Field Trial of Hypotensive Resuscitation versus Standard Resuscitation in Patients with Hemorrhagic Shock after Trauma, A Pilot
Trauma is the leading cause of death for people between the ages of 1 and 44 years. Approximately 80% of trauma patients who die do so from severe brain injury, severe bleeding or a combination of the two. Over 50% of trauma deaths occur in the first 12 hours after injury and the most common cause of unnecessary death after trauma is severe bleeding.

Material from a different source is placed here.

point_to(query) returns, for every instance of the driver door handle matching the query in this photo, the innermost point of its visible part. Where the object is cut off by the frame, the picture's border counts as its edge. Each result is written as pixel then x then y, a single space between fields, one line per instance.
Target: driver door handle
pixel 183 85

The first priority of medical treatment is to help the body make blood clots that stop the bleeding. Paramedics use measures to help clots form such as applying direct pressure to a surface wound or applying a tourniquet (an elastic cord used to compress blood vessels when tightened by twisting) above a wound on an arm or leg. If the bleeding is inside the chest, abdomen (belly), or pelvic (lower belly) area, surgery performed in a hospital may be the only effective method to stop the bleeding. An injured person at risk for bleeding that cannot be stopped by direct pressure or a tourniquet needs to be taken to a hospital as soon as possible.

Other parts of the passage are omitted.